Generative Art: Part 1

Episode #49 • Mar 4, 2019 • Free Episode

Now that we have made randomness both composable and testable, let’s have a little fun with it! We are going to explore making some complex generative art that is built from simple, composable units.

This episode is free for everyone.

Subscribe to Point-Free

Access all past and future episodes when you become a subscriber.

See plans and pricing

Already a subscriber? Log in

Introduction

In the last two episodes (part 1 and part 2) we finally made the Gen type testable. We did this by altering the type so that it wasn’t a function that goes from Void to a type A, but instead it takes an inout parameter of a random number generator and then produces a random A value. This meant that we could no longer just hit run on our generators and get a random value back, but instead we had to provide a random number generator. This was a good thing because it meant that in production we could supply the system random number generator that comes with Swift, but in tests we could provide a pseudo random number generator that is seedable so that we could produce the same pattern of randomness with each run of the tests.

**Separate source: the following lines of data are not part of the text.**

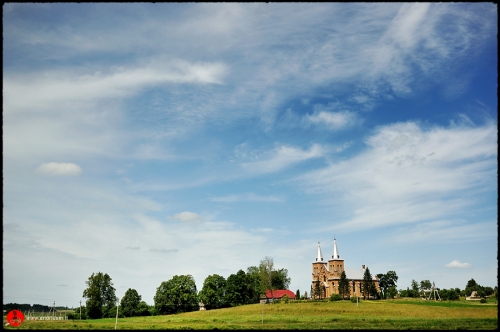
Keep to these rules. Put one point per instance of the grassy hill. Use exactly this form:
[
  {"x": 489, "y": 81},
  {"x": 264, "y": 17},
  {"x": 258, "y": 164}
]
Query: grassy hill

The best part of all of this was that we achieved testability of the Gen type without sacrificing any of the composition that made Gen great. We were still allowed to easily map, zip, flatMap generators and even create higher-order functions that return generators in the exact same way we did before make the change to the Gen type. The only thing that changed was that at the moment of wanting to run your generator you must supply the random number generator.

The trick we employed to make Gen testable, where we fed it an inout parameter, is a universal one, and goes to the heart of how one can manage complex state. We’ll get into that in more detail someday, but today we are going to have some fun with the Gen type to show how to break down a complex problem into a bunch of simple pieces that plug together.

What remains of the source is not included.